The challenge in Portal is not only figuring out how to get to the exit, it’s also in the timing and placement of portals as well as manipulating objects to trigger buttons and avoid gunfire from automated turrets. In some of the later chambers, access to certain areas requires the use of linear momentum to launch Chell through one portal by jumping from a great height and come flying out of the other. Managing to pull this off is very rewarding and looks rather impressive too.
The later chambers require the use of all the skills you’ve learnt so far and the difficulty is ramped up somewhat when automated turrets are introduced. These little robots may seem cute at first with their comments of ‘Where are you?’ when you’ve been spotted and ‘No hard feelings’ when you disable them, but their attacks are deadly. One other mechanic worth mentioning is that of the Weighted Companion Cube, a crate with a pink heart on each side, given to you to complete a chamber in which GLaDOS demands that you ‘euthanize’ an incinerator before you’re allowed to continue. Due to the popularity of the cube, Valve decided to create merchandise based on it and it even won a ‘Best Sidekick’ award from GameSpy in 2007.

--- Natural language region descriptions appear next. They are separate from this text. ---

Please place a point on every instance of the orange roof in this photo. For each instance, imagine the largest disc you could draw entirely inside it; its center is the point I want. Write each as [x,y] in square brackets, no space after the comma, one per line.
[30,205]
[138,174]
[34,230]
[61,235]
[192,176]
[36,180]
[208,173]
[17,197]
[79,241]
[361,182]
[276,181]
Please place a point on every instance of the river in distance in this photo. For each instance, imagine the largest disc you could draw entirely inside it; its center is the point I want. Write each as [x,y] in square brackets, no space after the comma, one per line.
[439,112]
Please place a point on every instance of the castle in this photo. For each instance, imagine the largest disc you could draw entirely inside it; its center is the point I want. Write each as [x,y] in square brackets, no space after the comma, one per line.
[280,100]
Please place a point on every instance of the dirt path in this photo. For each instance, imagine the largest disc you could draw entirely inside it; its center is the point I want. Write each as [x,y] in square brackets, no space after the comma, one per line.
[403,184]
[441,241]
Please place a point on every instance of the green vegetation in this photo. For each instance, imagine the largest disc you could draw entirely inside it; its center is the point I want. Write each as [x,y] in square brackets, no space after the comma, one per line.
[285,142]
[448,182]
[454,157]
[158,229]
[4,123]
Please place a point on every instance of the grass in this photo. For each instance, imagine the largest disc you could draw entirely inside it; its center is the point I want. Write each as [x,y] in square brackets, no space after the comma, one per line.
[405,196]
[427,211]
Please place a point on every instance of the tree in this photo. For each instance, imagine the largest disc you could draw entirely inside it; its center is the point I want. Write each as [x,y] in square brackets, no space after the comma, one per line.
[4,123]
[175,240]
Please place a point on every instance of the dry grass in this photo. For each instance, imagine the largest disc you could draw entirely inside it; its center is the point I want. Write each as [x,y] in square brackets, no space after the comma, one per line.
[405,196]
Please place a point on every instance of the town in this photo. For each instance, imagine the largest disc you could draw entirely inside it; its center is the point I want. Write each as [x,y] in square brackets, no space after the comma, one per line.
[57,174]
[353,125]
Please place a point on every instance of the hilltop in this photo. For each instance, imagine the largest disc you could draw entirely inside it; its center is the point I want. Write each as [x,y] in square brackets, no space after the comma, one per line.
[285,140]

Portal has a very clinical style to represent the scientific experiments that take place at Aperture Science Inc. Just like Half-Life 2 and any other game running on Source, an advanced physics engine is present allowing the gameplay to be expanded and giving it a more realistic feel. There isn’t anything to complain about in the graphical department: everything is very clean and the game runs very smoothly. Even today, five years on, Portal still looks great and runs well on each of the supported platforms. The character Chell is modelled after American actress Alesia Glidewell, who can be seen in what could be called a reflection if you stand next to one portal and view her character model from the other. A set of icons that depict the hazards in each cell give the game it’s character, and after escaping the test chambers you find wall drawings from previous test subjects warning ‘The cake is a lie’.
The soundtrack of is mostly made up of mysterious ambient music matching the style of the laboratory and its test chambers, but the most memorable piece is the song from the closing credits. Still Alive is sung by Ellen McLain, the voice of GLaDOS, and the song itself became a hit on the Internet and was released for the music game Rock Band (review coming soon) in 2008.
The main storyline of Portal revolves around the journey of Chell through the nineteen areas, but once completed a set of advanced test chambers are available that are more challenging versions and a lot more difficult to solve. I’ve yet to complete any of these as it can be hard to find the proper solution and requires a lot of trial and error. For those looking for a much bigger challenge, these advanced chambers will definitely provide it. While no multiplayer is available, a developer commentary of the game and achievements are there to help extend your time with the title.
Portal is yet another work of excellence from Valve Corporation. Although it’s short (it took me an hour and a half), it’s definitely a game worth buying: playing with the portals is a lot of fun, the story unique and GLaDOS has plenty of entertaining one-liners worth listening out for. If you haven’t played the game at all yet, then you need to get your hands on a copy straight away. I highly recommend it.